Is the honeymoon with President Aquino winding down? It appears there are efforts to offer him specific agendas from various quarters, and that he must deliver or put in motion within 100 days a la FDR?
Is that reflective of our frustrations? We’ve been a developing country for decades – and suddenly we want to impose a yardstick of 100 days, because we’re tossing mañana, finally? FDR had to find a way around Washington gridlock; and given the Great Depression he knew people were desperate for solutions. Thus he played strongman. And he sensed they were on his side – and true to his calculations, voted him three times, against the term-limit (but death would overtake him). Of more recent vintage is Bloomberg – New Yorkers voted him for another term, again beyond the term limit that had to be amended, because they thought he had solutions for their problems! The operative word is solutions – or one who can solve problems is what people want when a nation or a city needs to fix itself? And is that why Aquino is talking about solutions?
We’ve had our problems for decades – do we now expect an agenda that would give us a sense of their solutions in 100 days? If we do, are we prepared to support the vital few . . . as opposed to seek perfection? How do we define perfection? Do we equate perfection to addressing all the causes of every concerned group – sounds like the scribes or the Pharisees? Net, our problem goes beyond Aquino . . . and into our resolve as a people?

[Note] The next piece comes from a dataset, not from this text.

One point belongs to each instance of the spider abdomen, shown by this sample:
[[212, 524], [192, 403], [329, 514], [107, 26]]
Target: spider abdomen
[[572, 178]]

We can’t expect tangible solutions to our laundry list of problems – we need to recognize that even a president could only do a ‘couple of things’? So which things? While FDR overreached and pursued initiatives that fell outside his core program, he set out to drive what he thought were the vital few industries that were needed to turnaround the economy – winning friends and enemies in the process!
The PCCI (Philippine Chamber of Commerce and Industry) is pushing to make us an attractive investment destination. This is a welcome development if indeed local enterprises are opening their arms to foreign investments, 21st century technologies and systems – because we badly need them to attain competitive advantage and accelerate economic development? But which industries are strategic – how much investment ($75 B?) are we targeting to ensure that we raise our GDP substantially, like the JFC (Joint Foreign Chambers) model? It is encouraging that the new DTI secretary is exploring greater international trade and has teed up 6 priority industries – and hopefully would flesh them up and set more specific goals! A columnist talks about 8 sunrise industries aimed at global competitiveness! And a UAP economist is urging the review of foreign ownership rules! And a UPSE professor wants the Administration to focus on economic growth, not labor policies! Indeed we’re smart people and should be able to feed the hungry – if we keep the faith!
We’re also talking of a water czar; and everyone agrees we need to reduce the cost of power, become self-sufficient in rice, and upgrade our airport. Indeed our credibility as a nation has been greatly eroded given our inability to deliver them – thus our failure to attract foreign investments in a big way? The Administration will demonstrate leadership if it comes out with an industrialization plan that is clear, simple and execution-biased – for example, make those two sets of priorities (strategic industries and basic infrastructure) subject to the 100-day test?
Separately the Administration talked about raising the direct subsidies to the poor that would raise our deficits for the fiscal year. But at some point something has to give – and so we’re back to the imperative of aggressively driving our revenues.
The bottom line: It is not about perfection but the pursuit of success – characterized by clarity in our initiatives as well as simplicity, with a bias for execution? That our individual preferences give way to what’s good for the country? That Juan de la Cruz grows up fast – keeping the faith and tossing the ego?